Review: IT’S A WONDERFUL AFTERLIFE

An archive review from The Gingold Files.

By Michael Gingold · October 9, 2010, 2:54 AM EDT
It's a Wonderful Afterlife

Editor's Note: This was originally published for FANGORIA on October 8, 2010, and we're proud to share it as part of The Gingold Files.


The idea of a film set in Britain’s Indian community about a mother whose obsession with marrying off her daughter leads her to murder holds all kinds of tasty black-comic possibilities. Unfortunately, It’s a Wonderful Afterlife squanders that promise in favor of a would-be romantic laffer that emphasizes banal plotting and slapstick over any sort of edge.

Most of the slayings have already occurred when the movie opens, though we do witness the aftermath of the last, as a man who has been forced to gorge himself on spicy food is brought into a hospital operating room—whereupon his stomach explodes all over the attending physicians, setting up gross-out expectations that the rest of the movie never pays off on.
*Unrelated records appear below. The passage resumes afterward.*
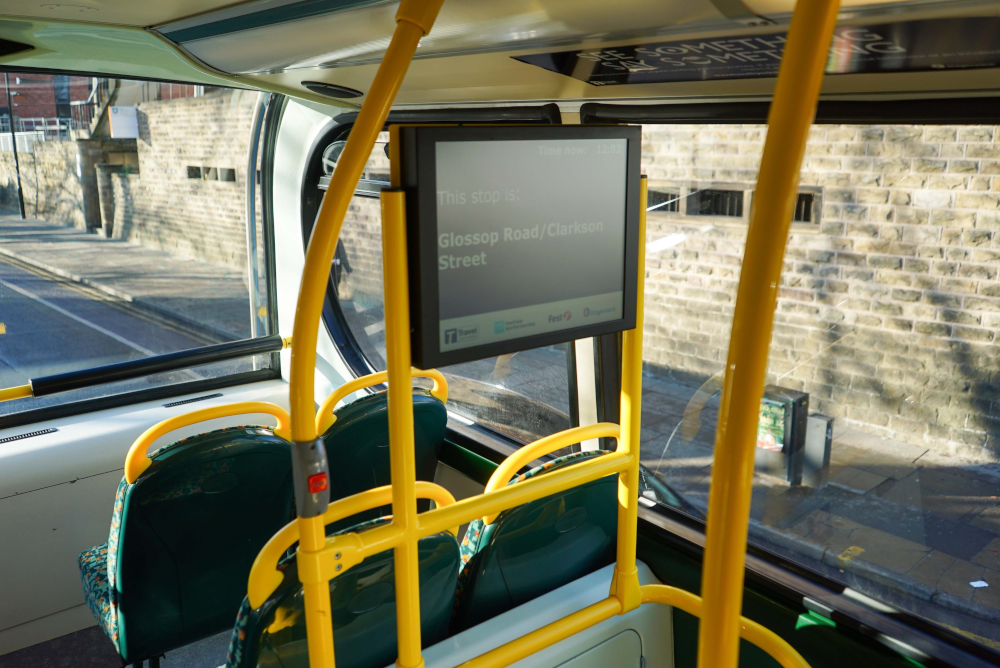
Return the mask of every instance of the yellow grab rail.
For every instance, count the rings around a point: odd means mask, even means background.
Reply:
[[[316,225],[306,250],[305,267],[295,307],[289,396],[292,438],[298,442],[316,438],[313,378],[316,370],[316,339],[326,297],[327,276],[337,248],[344,215],[354,197],[368,156],[382,131],[420,39],[430,32],[443,0],[403,0],[396,12],[396,31],[372,81],[365,102],[351,128],[343,153],[337,160],[330,188],[323,197]],[[327,665],[325,662],[323,665]],[[313,664],[313,668],[320,668]]]
[[[802,156],[839,4],[839,0],[795,4],[768,115],[715,439],[701,575],[705,602],[698,632],[699,668],[731,668],[738,661],[760,400]]]
[[[684,612],[701,617],[701,597],[691,592],[666,585],[642,585],[642,603],[662,603],[679,608]],[[606,619],[622,613],[622,604],[614,596],[598,601],[571,615],[521,636],[517,640],[501,645],[470,661],[459,664],[458,668],[503,668],[515,661],[565,640],[575,633],[600,624]],[[782,668],[809,668],[802,655],[781,636],[757,622],[740,617],[740,637],[774,657]]]
[[[266,413],[278,418],[278,426],[275,427],[274,434],[286,441],[288,440],[288,413],[281,406],[266,401],[241,401],[226,406],[210,406],[192,411],[191,413],[167,418],[144,431],[135,440],[132,447],[129,448],[128,455],[125,456],[125,480],[129,484],[132,484],[139,479],[143,471],[149,468],[153,461],[146,455],[146,451],[149,450],[149,446],[153,441],[164,434],[169,434],[175,429],[204,422],[205,420],[214,420],[215,418],[230,417],[233,415],[249,415],[251,413]]]
[[[440,485],[420,480],[415,485],[418,499],[430,499],[438,508],[444,508],[455,503],[451,492]],[[332,524],[346,517],[363,513],[372,508],[386,506],[392,501],[392,486],[384,485],[354,494],[330,504],[322,515],[323,525]],[[449,533],[458,535],[458,525],[448,528]],[[261,548],[250,568],[250,579],[247,582],[247,593],[250,607],[259,608],[267,600],[284,579],[284,574],[275,567],[278,560],[292,545],[299,540],[299,524],[289,522],[278,533],[274,534],[267,544]],[[365,555],[368,556],[368,555]],[[343,570],[343,569],[342,569]]]
[[[424,370],[417,367],[410,367],[410,376],[412,378],[430,378],[433,380],[434,387],[431,388],[431,396],[443,404],[448,403],[448,381],[445,379],[443,373],[437,369]],[[325,434],[326,430],[332,427],[337,421],[337,416],[333,414],[333,409],[344,397],[372,385],[381,385],[388,378],[388,371],[379,371],[378,373],[370,373],[367,376],[355,378],[334,390],[330,396],[323,400],[323,403],[319,406],[319,410],[316,412],[316,433],[319,435]]]
[[[323,197],[319,215],[313,228],[309,247],[306,250],[305,267],[302,270],[302,282],[299,285],[299,295],[295,306],[295,323],[292,330],[295,345],[292,347],[291,369],[289,371],[289,403],[292,416],[292,440],[294,443],[309,443],[316,439],[315,390],[313,381],[316,373],[316,340],[319,335],[319,320],[326,298],[327,276],[330,264],[337,248],[337,238],[344,223],[344,215],[354,196],[354,189],[361,178],[368,156],[375,146],[378,133],[382,131],[389,108],[396,97],[406,76],[406,70],[413,60],[420,39],[430,32],[443,0],[402,0],[396,12],[396,30],[392,41],[382,57],[382,63],[375,73],[375,79],[358,117],[351,129],[337,167],[334,169],[330,188]],[[387,305],[388,307],[388,305]],[[388,319],[386,327],[389,327]],[[407,351],[408,352],[408,351]],[[409,355],[407,355],[409,357]],[[410,368],[407,360],[406,368]],[[398,373],[398,372],[397,372]],[[393,381],[400,386],[405,379],[394,376],[390,368],[390,413],[392,407]],[[409,390],[409,388],[406,388]],[[397,389],[398,391],[398,389]],[[410,402],[412,406],[412,392]],[[397,402],[398,403],[398,402]],[[412,420],[412,415],[411,415]],[[397,430],[390,421],[390,438]],[[411,453],[410,468],[413,468],[412,424],[410,429]],[[294,444],[292,447],[296,447]],[[390,446],[390,454],[399,449],[397,445]],[[399,469],[396,458],[391,458],[391,470],[394,481],[402,481],[400,477],[405,472]],[[404,498],[413,498],[413,476],[411,482],[400,483],[402,489],[393,491],[393,522],[404,524],[416,508],[408,510]],[[299,542],[299,558],[303,555],[320,552],[326,545],[323,520],[321,516],[299,517],[301,540]],[[414,541],[415,543],[415,541]],[[401,666],[420,665],[420,611],[419,600],[413,598],[417,585],[417,552],[401,547],[395,554],[396,584],[397,584],[397,631],[399,639],[399,664]],[[407,565],[408,564],[408,565]],[[302,570],[300,579],[302,578]],[[334,668],[333,658],[333,628],[328,623],[330,619],[330,591],[325,583],[303,581],[304,608],[306,613],[306,634],[309,638],[309,665],[312,668]],[[412,585],[408,584],[412,581]],[[400,587],[402,585],[402,587]],[[412,617],[413,606],[416,617]],[[412,630],[416,629],[416,637]]]
[[[521,470],[522,466],[533,462],[539,457],[544,457],[549,453],[555,452],[560,448],[569,447],[592,438],[612,437],[618,440],[620,435],[621,428],[618,425],[610,422],[599,422],[598,424],[587,425],[585,427],[567,429],[551,436],[546,436],[534,443],[521,446],[514,454],[500,463],[500,466],[497,467],[497,470],[493,472],[493,475],[490,476],[489,481],[486,483],[486,491],[492,492],[506,486],[510,479],[514,477],[514,474]],[[486,524],[493,524],[493,520],[495,519],[496,515],[487,515],[483,518],[483,521]]]
[[[14,399],[24,399],[30,396],[34,396],[31,393],[31,383],[28,383],[27,385],[7,387],[0,390],[0,403],[4,401],[13,401]]]
[[[702,616],[702,598],[696,594],[667,585],[643,585],[641,589],[643,603],[663,603],[689,615],[699,618]],[[742,616],[739,624],[740,637],[770,654],[782,668],[809,668],[802,655],[774,631]]]
[[[565,445],[578,442],[580,439],[617,437],[617,425],[597,424],[589,427],[577,427],[569,430],[573,432],[565,438]],[[572,440],[571,440],[572,439]],[[454,497],[448,490],[426,481],[416,481],[414,492],[416,498],[431,499],[437,504],[437,508],[417,515],[417,538],[430,536],[441,531],[456,533],[458,527],[465,522],[482,517],[487,513],[498,513],[507,508],[520,506],[535,499],[541,499],[561,491],[586,484],[592,480],[605,476],[620,473],[629,468],[632,457],[621,452],[610,452],[599,459],[581,462],[565,469],[554,471],[544,476],[538,476],[531,480],[526,480],[518,485],[511,485],[492,491],[488,494],[480,494],[462,501],[454,501]],[[371,508],[386,505],[391,501],[391,486],[385,485],[372,490],[361,492],[331,503],[326,513],[320,516],[323,525],[336,522],[344,517],[350,517],[357,513]],[[365,557],[369,557],[379,552],[397,547],[403,540],[403,533],[398,525],[387,524],[365,531],[361,536],[361,541],[350,537],[352,534],[341,536],[331,536],[325,538],[324,548],[319,554],[330,554],[344,551],[344,545],[348,544],[355,553],[359,563]],[[298,522],[290,522],[281,531],[276,533],[267,544],[257,554],[253,567],[250,570],[250,580],[248,591],[250,595],[250,605],[254,608],[260,607],[267,600],[274,589],[281,584],[282,574],[275,570],[275,565],[281,555],[291,547],[295,541],[300,539]],[[313,553],[310,559],[316,558],[317,553]],[[301,552],[300,552],[301,556]],[[339,575],[346,570],[344,561],[339,571],[322,573],[326,579]]]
Our way into the main plot is Detective Sergeant Murthy (Heroes’ Sendhil Ramamurthy), who’s investigating the case and is also an old family friend of Mrs. Sethi (Shabana Azmi). Little does he know that this doting mom is responsible for the string of “Curry Killings” he’s been investigating, having bumped off anyone who has offended her in her quest to find a husband for her daughter Roopi (Goldy Notay). Mrs. Sethi’s victims may be dead, but they’re not gone; they start hanging around as green-skinned, slowly decomposing ghosts only she can see, the culinary implements of their demises still attached.
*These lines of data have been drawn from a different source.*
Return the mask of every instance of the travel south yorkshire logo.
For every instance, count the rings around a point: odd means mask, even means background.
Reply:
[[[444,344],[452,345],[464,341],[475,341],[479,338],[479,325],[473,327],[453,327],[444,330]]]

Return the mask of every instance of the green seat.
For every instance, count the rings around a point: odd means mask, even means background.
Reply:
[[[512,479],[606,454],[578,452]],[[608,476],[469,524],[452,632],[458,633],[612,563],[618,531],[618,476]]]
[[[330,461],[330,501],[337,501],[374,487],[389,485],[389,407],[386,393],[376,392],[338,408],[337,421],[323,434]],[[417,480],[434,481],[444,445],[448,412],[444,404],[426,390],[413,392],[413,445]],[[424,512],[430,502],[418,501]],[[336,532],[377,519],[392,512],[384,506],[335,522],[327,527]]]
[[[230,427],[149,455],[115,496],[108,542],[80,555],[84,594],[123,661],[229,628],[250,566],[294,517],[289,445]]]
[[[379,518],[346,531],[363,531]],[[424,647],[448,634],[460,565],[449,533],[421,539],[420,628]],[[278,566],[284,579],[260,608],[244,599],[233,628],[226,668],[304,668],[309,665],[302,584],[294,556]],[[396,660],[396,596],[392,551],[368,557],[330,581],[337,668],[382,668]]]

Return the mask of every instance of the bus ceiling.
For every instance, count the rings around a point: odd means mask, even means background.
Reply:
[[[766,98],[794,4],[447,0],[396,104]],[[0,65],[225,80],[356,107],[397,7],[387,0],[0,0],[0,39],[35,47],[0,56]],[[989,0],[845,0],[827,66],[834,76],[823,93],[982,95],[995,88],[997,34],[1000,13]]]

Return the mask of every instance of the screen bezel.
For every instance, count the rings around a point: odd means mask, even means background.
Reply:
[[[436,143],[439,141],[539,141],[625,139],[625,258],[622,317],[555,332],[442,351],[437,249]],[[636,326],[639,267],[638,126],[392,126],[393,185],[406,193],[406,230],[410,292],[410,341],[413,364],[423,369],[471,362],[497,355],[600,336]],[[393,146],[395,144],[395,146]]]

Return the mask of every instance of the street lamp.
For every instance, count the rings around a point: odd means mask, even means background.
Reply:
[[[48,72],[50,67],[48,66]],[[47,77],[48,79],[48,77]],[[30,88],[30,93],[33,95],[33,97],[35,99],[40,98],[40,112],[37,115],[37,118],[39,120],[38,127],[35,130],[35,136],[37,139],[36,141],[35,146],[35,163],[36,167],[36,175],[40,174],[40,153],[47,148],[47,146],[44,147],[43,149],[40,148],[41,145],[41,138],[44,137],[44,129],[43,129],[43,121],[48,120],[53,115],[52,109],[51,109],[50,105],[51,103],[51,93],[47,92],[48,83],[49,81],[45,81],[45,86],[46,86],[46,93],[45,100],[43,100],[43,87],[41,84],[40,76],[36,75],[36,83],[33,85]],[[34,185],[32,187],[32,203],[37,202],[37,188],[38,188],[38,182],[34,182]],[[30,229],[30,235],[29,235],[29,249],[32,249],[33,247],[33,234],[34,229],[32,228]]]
Director Gurinder Chadha scored a hit combining humor and sports in Bend It Like Beckham, but reconciling the whimsical tone she applies to It’s a Wonderful Afterlife (which she scripted with Paul Mayeda Berges) with its grisly subject matter is beyond her. It’s hard to believe for a moment that the warm-hearted, well-intentioned Mrs. Sethi we get to know could be responsible for four cold-blooded murders; there are a couple more deaths as the story progresses, but those are clearly accidents and unintended on Mrs. Sethi’s part. The ghosts don’t seem especially miffed at her either; after some token expressions of displeasure, they become a friendly if bickersome cheering section trying to help her get Roopi hitched—since once that’s accomplished, Mrs. Sethi will feel her life’s purpose has been achieved, and she can kill herself so that the spirits will be free to pass on to the next world. Um…ha ha?
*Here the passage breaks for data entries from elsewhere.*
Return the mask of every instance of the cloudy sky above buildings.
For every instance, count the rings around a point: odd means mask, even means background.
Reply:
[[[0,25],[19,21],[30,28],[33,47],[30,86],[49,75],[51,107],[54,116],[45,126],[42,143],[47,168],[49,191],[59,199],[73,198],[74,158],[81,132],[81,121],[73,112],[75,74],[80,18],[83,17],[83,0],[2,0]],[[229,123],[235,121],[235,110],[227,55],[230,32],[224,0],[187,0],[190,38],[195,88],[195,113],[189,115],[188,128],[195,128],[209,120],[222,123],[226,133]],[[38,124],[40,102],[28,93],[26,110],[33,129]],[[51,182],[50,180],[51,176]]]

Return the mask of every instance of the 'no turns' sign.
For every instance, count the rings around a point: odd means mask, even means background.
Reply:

Chadha is evidently too big-hearted to follow this material into the dark-toned territory it would seem naturally inclined for, opting for a sunnier, friendlier vibe. That wouldn’t necessarily be a problem if It’s a Wonderful Afterlife were more imaginative in its storytelling or cleverer in its comedy, but much of it is predictable and sophomoric. Of course, Roopi’s best friend Linda (Sally Hawkins, providing some much-needed spunk) is a New-Agey type with a sensitivity to the spirit world who gets the feeling there are unseen entities in the Sethi household; of course, the handsome Murthy winds up seeing past Roopi’s weight problem to fall for the charming young woman underneath. His fellow detective Smythe (The Full Monty’s Mark Addy), however, has become suspicious of the Sethi women and tasked Murthy with spying on Roopi, and he tries to hide this as he courts her, and…but you know where all this is headed, right?

Notay is, in fact, a bright and sympathetic presence as Roopi, even as the script insists she be an independent spirit in certain scenes and tearfully despondent over her romantic situation in others, and makes her the object of fat jokes that seem rather gratuitous, given the movie’s prevailing theme of acceptance. Occasional one-liners and bits of physical business hit the mark amidst an unsatisfying menu of jokes that are either too obvious or too mild, and in certain cases just weird or out-of-place. Most noteworthy among the latter is a latecoming spoof of Carrie that seems to have been edited in from a different movie—one that has embraced the story’s horror-oriented side more enthusiastically than Afterlife has.

It’s a Wonderful Afterlife also occasionally hints that it’s going to burst into full-blown Bollywood extravagance, but never goes there either. There are no out-and-out song-and-dance numbers, just a few musical montages of the type that, like too much of the rest of the film, bear much more of a generic feel than a movie with this outrageous a premise should. To sum up in appropriately comestible terms: It’s a Wonderful Afterlife needed a lot more spice.